When We Took Our Son on the Autism Spectrum to a Coldplay Concert

I’m going to try not to overstate things here, but, well… last night was one of the most beautiful experiences of my life. And it wasn’t Coldplay’s doing. Yes, the concert was spectacular. Yes, I love the band. But the beauty of it for me lies in the connection we experienced with our son Davy. It lies in the connection our son experienced with thousands of other people.

His words (as we were walking back to our car after the concert) about this are way better than mine: “I felt super thankful tonight that so many other people love Coldplay like I do!”

Super thankful.

The need to feel known and understood is inherent in us all. The need to know and understand those we love is also a powerful force. Coldplay, out of nowhere, was the impetus for the first real point of connection we experienced with Davy.

I’ll never forget coming home from wherever and walking into the house to hear his dad Mark say, “He loves Coldplay.” Wha?

The child wasn’t even 2 years old. He wasn’t talking or pointing or doing anything to give us the slightest hint as to what he wanted or needed (except screaming until we figured it out). We were exhausted, discouraged, baffled.

But those three words: “He loves Coldplay.” Well, it ignited real connection.

We began playing albums for him. We put them on electronic devices and found out quite quickly that he could read.

We finally had music we could all listen to in the car and sing along to without the poor child melting down. We danced in the living room together and watched the concerts together. People began telling us about Coldplay “things” available to Davy. It was our “thing.” And we so desperately needed a thing. And you know why? Connection. Coldplay gave us connection during an isolating and lonely season of our lives.

Last night’s experience was the culmination of all of the above. And we knew it was a risk. He’s a sensory avoider, so the likelihood that he could make it more than 15 minutes was slim. But we had to try.

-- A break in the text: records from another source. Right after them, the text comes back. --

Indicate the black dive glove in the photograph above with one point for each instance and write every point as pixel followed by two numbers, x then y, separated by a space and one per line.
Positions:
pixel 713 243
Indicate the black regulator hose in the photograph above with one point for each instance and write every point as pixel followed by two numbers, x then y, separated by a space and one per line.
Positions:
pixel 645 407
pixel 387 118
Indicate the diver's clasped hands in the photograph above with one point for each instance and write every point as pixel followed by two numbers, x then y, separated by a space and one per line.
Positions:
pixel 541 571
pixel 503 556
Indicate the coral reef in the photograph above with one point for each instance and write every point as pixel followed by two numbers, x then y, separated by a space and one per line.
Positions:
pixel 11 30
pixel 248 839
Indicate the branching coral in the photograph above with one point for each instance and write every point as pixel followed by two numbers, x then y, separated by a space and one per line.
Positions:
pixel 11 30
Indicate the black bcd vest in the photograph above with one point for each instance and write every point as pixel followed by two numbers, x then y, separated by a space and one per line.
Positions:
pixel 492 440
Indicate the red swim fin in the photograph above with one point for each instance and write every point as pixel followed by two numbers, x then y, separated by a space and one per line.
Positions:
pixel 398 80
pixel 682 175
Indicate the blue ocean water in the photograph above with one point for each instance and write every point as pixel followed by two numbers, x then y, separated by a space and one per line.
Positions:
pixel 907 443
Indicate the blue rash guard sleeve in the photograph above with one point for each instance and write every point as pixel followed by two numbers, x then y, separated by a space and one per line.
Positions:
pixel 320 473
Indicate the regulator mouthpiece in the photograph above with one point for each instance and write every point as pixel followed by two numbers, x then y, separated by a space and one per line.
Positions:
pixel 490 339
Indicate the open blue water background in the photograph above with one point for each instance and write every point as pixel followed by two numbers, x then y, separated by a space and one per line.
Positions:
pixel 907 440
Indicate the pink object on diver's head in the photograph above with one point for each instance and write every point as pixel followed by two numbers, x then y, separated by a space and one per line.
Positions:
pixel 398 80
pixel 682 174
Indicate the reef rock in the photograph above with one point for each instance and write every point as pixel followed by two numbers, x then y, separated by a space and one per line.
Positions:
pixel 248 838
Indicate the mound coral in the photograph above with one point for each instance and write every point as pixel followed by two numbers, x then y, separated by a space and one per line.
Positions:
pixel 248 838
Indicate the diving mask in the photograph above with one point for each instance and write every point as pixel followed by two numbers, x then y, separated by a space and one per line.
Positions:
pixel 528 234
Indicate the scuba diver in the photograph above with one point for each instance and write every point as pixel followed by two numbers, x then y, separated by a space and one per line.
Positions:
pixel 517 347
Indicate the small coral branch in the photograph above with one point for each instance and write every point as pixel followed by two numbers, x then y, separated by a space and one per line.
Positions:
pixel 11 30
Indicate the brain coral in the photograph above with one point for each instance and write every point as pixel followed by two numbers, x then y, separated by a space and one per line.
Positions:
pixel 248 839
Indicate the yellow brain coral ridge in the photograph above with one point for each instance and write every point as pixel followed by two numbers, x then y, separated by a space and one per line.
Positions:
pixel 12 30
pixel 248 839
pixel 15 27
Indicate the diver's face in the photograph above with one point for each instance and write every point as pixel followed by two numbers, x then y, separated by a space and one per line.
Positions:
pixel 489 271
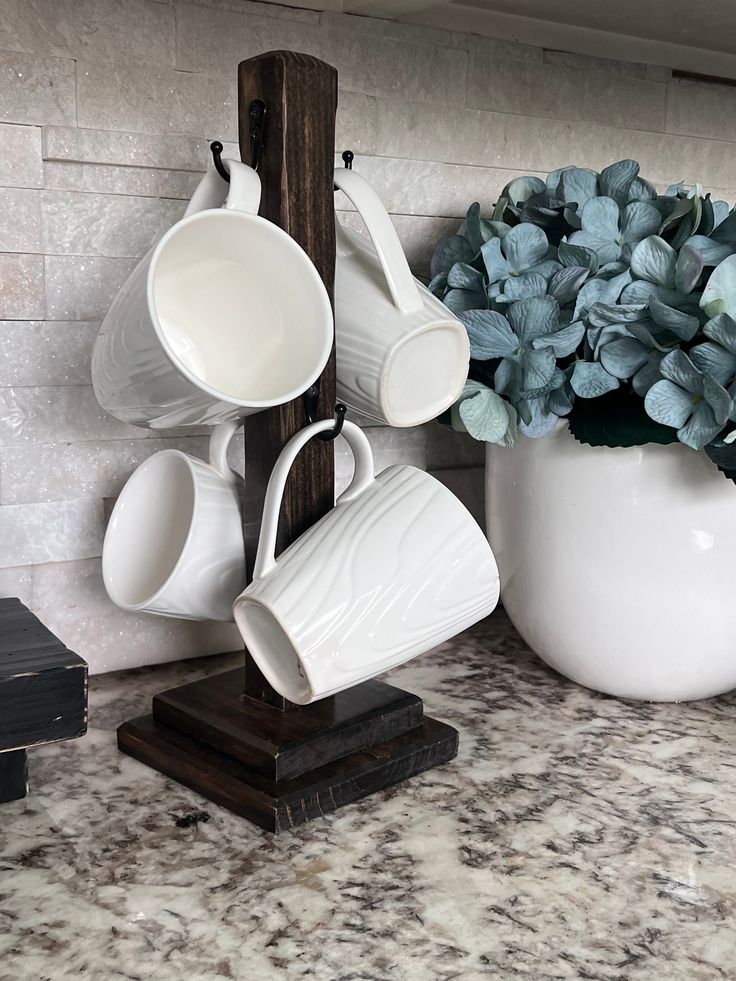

Last night came as a result of years of hard work. It came as a result of the investment of hours and hours of regulatory activities, hours and hours of helping him learn to communicate his needs, hours and hours of us reading and learning to try to understand the essence of who he is.

We are so grateful. Because for those few hours, we experienced connection and understanding with our son that we will remember forever. And hopefully, he will, too.